By nature, your business model of charging a monthly fee means that additional revenue continues to come in each month a customer stays with you. If you can turn a profit with each customer, you may have a very successful business. But initially at least, you are only taking in a portion of the total value of your product or solution, and if too many customers cancel their contract (churn) before you’ve made back enough to cover your sales and marketing costs, it’s going to be hard to convince people to invest in your business.
Investors have a specific set of SaaS Metrics they like to see CEOs present to demonstrate the health of their business. These are:
- ARR – Annual recurring revenue (and/or MRR – Monthly recurring revenue)
- CAC – Customer Acquistion Cost
- CLTV – Customer Lifetime Value
- CAC/CLTV ratio
- Churn
- Cash Flow
SaaS Metrics and Product Market Fit (PMF)
There are different phases to a startup (including Early Stage, Growth Stage, and Private Equity), and in general, investors who provide Series A expect you to demonstrate Product Market fit because when it comes to raising your B round, investors are providing money for you to build your revenue engine.
Key characteristics of Product Market Fit include:
- Customers are buying the product
- Customers receive value from the product (and therefore stick with you)

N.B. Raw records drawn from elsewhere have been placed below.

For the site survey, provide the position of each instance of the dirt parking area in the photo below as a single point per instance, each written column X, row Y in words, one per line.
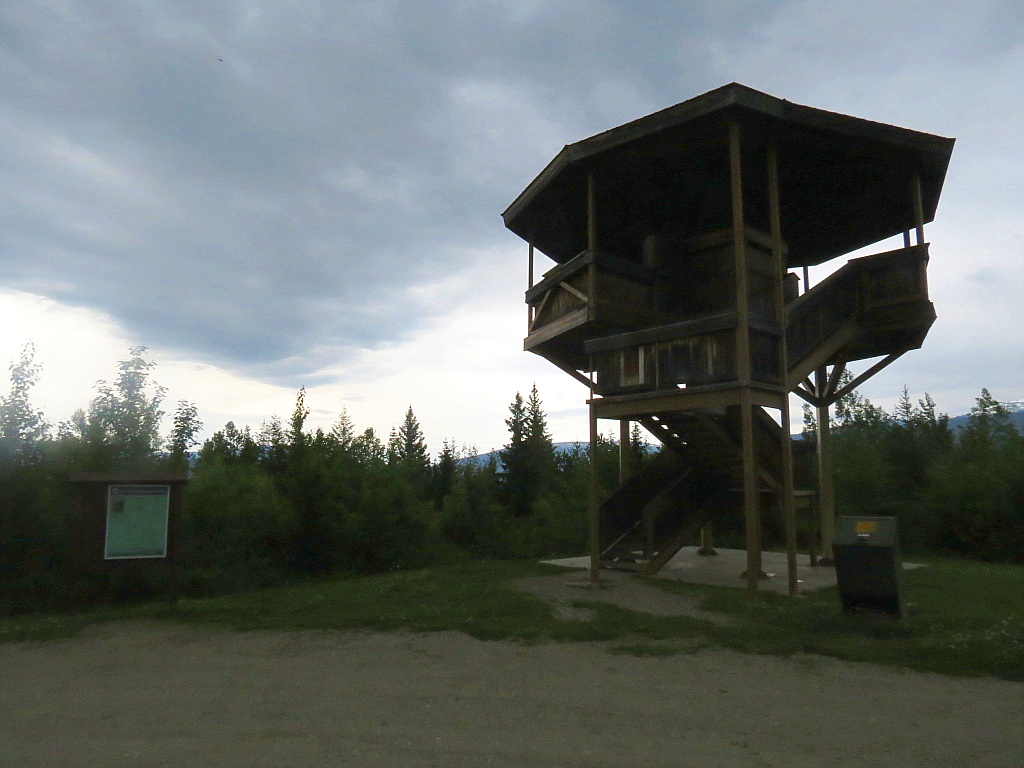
column 156, row 694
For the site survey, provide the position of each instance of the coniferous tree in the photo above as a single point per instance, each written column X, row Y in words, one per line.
column 183, row 430
column 23, row 428
column 126, row 416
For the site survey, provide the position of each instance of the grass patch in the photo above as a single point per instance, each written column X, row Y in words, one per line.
column 965, row 617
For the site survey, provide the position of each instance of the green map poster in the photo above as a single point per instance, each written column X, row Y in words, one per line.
column 136, row 521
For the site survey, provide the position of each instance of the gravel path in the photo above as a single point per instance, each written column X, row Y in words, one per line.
column 154, row 694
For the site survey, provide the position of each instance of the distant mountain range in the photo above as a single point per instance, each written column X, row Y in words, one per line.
column 1016, row 409
column 956, row 423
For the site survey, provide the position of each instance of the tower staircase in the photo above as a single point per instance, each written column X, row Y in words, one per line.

- Your product spreads through word-of-mouth referrals (this may not be your only source of leads, but if you are overly dependent on paid ads and buying lists, your CAC will be too high)
- Customers engage with you, provide feedback on your product and evangelize your company to the market
- Usage is growing fast
How to demonstrate product market fit with SaaS Metrics
Product market fit can be described as having identified a lucrative target market and serving it with the right product.
Let’s see how SaaS Metrics are critical to demonstrating product market fit.
- If you are selling well, then your monthly recurring revenue (MRR) will be growing month over month.
- But you also have to demonstrate how efficient your sales and marketing are at acquiring new customers. The higher your sales and marketing cost (CAC), the higher your lifetime value (LTV) needs to be, and therefore the longer you need your customers to stay with you (Churn).
- Great word-of-mouth growth reduces (and can eliminate) your need to spend more on sales and marketing (CAC).
- A good ratio to monitor is LTV to CAC.
- By choosing a subscription model and charging by the month, you are only receiving a small portion of the total value of your product each month. And if your customer doesn’t stick with you long enough, you’ll actually lose money. (Churn, MRR, CAC)
- After a few months, if 5% of your customers decide they no longer want to continue paying for your product, they will cancel (Churn). And if churn is too high, this is a strong indication you do not have Product Market Fit because they are not finding value in your product, are not recommending it to their peers, and are not staying with you long enough where LTV > CAC.
These SaaS Metrics are key indicators of your startup’s health. Early stage startups with the right subscription billing and accounting software can access these metrics in real time.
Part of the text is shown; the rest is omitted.